I am almost surely certain that this is a one line proof, but from studying all day I can't really see it. I have a semester worth of measure theory and stochastics, so feel free to comment/post any approach within reasonable distance of this skill level. Thank you for your attention.

Answer 1

One can quite easily modify one of the standard proofs of the classical Cauchy-Schwarz inequality.
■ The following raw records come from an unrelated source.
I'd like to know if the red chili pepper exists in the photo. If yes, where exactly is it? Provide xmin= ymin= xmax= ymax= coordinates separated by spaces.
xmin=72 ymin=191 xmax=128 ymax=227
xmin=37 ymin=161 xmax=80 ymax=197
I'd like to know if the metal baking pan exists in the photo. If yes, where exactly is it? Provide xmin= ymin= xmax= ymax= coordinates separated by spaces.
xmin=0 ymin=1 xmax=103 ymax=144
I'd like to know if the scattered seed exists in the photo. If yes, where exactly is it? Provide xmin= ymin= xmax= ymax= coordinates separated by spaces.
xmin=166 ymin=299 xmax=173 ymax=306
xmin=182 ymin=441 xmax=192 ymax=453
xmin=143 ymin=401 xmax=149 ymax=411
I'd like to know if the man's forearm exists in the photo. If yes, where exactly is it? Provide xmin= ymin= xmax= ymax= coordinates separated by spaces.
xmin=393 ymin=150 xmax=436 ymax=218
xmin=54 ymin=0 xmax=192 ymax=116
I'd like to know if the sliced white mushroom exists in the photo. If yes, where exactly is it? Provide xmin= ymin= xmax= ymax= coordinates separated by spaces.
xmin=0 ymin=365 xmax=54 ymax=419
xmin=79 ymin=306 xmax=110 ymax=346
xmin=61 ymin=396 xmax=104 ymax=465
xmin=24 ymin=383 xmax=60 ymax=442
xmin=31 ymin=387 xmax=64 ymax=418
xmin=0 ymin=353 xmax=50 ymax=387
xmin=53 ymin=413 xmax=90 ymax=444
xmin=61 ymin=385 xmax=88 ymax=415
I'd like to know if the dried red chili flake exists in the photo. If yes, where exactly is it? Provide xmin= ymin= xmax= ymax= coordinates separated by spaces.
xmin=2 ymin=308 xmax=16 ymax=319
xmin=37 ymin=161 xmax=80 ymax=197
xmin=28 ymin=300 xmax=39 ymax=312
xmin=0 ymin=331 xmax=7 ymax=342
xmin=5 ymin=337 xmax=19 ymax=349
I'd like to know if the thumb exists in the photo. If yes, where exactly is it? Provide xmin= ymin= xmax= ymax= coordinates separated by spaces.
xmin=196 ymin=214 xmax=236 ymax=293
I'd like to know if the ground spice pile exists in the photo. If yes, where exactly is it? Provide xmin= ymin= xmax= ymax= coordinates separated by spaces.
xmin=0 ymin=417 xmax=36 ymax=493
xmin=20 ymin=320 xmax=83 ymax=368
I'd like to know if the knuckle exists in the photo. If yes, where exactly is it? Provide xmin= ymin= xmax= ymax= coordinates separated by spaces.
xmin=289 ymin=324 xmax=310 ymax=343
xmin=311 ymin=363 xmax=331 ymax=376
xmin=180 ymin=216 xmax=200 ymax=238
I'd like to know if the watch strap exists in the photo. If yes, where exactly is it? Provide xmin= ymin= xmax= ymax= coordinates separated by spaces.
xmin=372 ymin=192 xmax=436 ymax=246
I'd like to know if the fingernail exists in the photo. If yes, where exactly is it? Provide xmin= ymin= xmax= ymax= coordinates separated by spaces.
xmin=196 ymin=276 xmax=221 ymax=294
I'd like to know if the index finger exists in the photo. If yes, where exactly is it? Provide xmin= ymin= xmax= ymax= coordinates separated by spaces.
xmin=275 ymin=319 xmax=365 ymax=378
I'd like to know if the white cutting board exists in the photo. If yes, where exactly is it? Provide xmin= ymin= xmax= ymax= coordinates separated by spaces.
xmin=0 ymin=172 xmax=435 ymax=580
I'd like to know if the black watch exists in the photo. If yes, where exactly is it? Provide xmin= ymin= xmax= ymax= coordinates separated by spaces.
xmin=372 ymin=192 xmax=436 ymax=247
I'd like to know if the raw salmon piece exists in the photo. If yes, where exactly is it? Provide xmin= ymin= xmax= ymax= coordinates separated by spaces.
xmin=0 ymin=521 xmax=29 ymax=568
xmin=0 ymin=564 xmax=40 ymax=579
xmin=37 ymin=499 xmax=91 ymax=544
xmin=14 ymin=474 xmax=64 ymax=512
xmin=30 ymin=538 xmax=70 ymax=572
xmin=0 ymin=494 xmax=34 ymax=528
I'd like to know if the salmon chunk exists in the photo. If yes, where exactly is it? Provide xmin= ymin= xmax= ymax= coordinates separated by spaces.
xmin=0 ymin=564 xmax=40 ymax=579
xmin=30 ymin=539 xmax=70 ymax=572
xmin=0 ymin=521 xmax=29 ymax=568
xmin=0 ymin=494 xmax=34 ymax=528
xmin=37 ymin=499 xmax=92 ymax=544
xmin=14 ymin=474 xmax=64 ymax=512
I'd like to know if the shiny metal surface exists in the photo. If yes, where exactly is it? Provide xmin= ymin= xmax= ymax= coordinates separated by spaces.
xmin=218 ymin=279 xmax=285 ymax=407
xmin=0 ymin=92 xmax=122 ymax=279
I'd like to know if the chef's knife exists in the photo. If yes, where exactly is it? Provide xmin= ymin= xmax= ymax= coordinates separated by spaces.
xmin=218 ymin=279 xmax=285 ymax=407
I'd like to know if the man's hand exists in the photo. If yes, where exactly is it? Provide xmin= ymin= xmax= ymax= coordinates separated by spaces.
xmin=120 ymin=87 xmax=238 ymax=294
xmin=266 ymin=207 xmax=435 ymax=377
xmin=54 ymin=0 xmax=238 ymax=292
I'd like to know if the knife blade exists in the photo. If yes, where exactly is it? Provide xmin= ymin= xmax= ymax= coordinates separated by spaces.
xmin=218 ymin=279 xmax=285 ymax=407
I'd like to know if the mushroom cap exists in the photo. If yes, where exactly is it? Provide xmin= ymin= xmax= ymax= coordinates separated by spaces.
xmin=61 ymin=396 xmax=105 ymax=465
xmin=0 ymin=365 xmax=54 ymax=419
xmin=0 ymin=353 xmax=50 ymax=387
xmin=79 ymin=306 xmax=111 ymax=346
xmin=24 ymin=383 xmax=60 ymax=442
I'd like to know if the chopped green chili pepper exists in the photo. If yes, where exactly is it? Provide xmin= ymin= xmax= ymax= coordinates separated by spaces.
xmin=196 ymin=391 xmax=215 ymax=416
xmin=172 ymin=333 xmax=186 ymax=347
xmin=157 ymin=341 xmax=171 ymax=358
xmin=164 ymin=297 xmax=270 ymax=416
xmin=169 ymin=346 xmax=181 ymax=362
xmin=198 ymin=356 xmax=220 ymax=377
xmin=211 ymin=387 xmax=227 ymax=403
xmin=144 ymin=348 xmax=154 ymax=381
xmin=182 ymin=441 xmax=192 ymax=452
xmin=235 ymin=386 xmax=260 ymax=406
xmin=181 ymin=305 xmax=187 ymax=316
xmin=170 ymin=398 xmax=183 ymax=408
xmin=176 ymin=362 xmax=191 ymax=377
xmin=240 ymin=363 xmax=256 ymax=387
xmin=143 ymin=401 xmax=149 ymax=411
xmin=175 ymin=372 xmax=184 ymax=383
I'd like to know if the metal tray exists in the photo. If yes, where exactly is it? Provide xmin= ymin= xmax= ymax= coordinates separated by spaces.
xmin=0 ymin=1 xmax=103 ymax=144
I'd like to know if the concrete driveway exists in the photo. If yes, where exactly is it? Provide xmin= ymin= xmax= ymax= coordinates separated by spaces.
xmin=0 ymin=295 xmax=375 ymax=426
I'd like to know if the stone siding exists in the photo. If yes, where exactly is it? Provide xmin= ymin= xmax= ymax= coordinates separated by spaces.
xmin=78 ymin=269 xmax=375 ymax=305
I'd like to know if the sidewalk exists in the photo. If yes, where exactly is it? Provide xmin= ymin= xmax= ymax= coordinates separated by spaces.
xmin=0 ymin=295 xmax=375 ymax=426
Since $(X-Y)^2\geq 0$ we have $$ 0\leq\mathbb E[(X-Y)^2|\mathcal A]=\mathbb E[X^2|\mathcal A]+\mathbb E[Y^2|\mathcal A]-2\mathbb E[XY|\mathcal A]. $$ If we replace $X$ by $\frac{(\mathbb E[Y^2|\mathcal A]+\epsilon)^{1/4}}{(\mathbb E[X^2|\mathcal A]+\epsilon)^{1/4}}X$ and $Y$ by $\frac{(\mathbb E[X^2|\mathcal A]+\epsilon)^{1/4}}{(\mathbb E[Y^2|\mathcal A]+\epsilon)^{1/4}}Y$ and note the factors in front fo $X$ and $Y$ are $\mathcal A$-measurable, we get $$ \mathbb E[XY|\mathcal A]\leq \frac 1 2\frac{\mathbb E[X^2|\mathcal A](\mathbb E[Y^2|\mathcal A]+\epsilon)^{1/2}}{(\mathbb E[X^2|\mathcal A]+\epsilon)^{1/2}}+\frac 1 2\frac{\mathbb E[Y^2|\mathcal A](\mathbb E[X^2|\mathcal A]+\epsilon)^{1/2}}{(\mathbb E[Y^2|\mathcal A]+\epsilon)^{1/2}}. $$ Letting $\epsilon\searrow 0$, we obtain $$ \mathbb E[XY|\mathcal A]\leq \mathbb E[X^2|\mathcal A]^{1/2}\mathbb E[Y^2|\mathcal A]^{1/2}. $$

Answer 2

Consider a probability space $(\Omega, \mathcal{F}, \mathbb{P}) $. Given a random vector $\textbf{X}=(X, Y)$ and a $\sigma$ field $\mathcal{A} \subset \mathcal{F}$, a theorem says that the regular conditional probability exist.

Regular conditional probability is a random measure $P(\omega, A)$ such that $P(\omega, \cdot)$ is a probability in $(\mathbb{R}^2, \mathcal{B}\{\mathbb{R}^2\})$, and $P(\cdot, A) \in \mathcal{A}$ for every $A \in \mathcal{B}\{\mathbb{R}^2\} $, and $E[h(\textbf{X})|\mathcal{A}](\omega)=\int_{\mathbb{R}^2} h(x,y) P(\omega,dxdy) $ $ a.s.$ for every Borel measurable function $h \in \mathcal{B}\{\mathbb{R}^2\}$.

Then set $h_0(x,y)=xy, h_1(x,y)=x^2, h_2(x,y)=y^2$, we have $E[h_i(X,Y)|\mathcal{A}](\omega)= \int _{\mathbb{R}^2} h_i(x,y) P(\omega,dxdy) $ $a.s.$. For every $\omega$, $P(\omega, \cdot)$ is a probability, so Cauchy’s inequality holds: $$\int _{\mathbb{R}^2} xy P(\omega,dxdy)^2 \le \int _{\mathbb{R}^2} x^2 P(\omega,dxdy) \int _{\mathbb{R}^2} y^2 P(\omega,dxdy) .$$ So we have $$E[XY|\mathcal{A}]^2 \le E[X^2|\mathcal{A}]E[Y^2|\mathcal{A}] \quad a.s.$$ This method is also available for proofing Holder’s and Minkowski’s inequality for conditional expectation.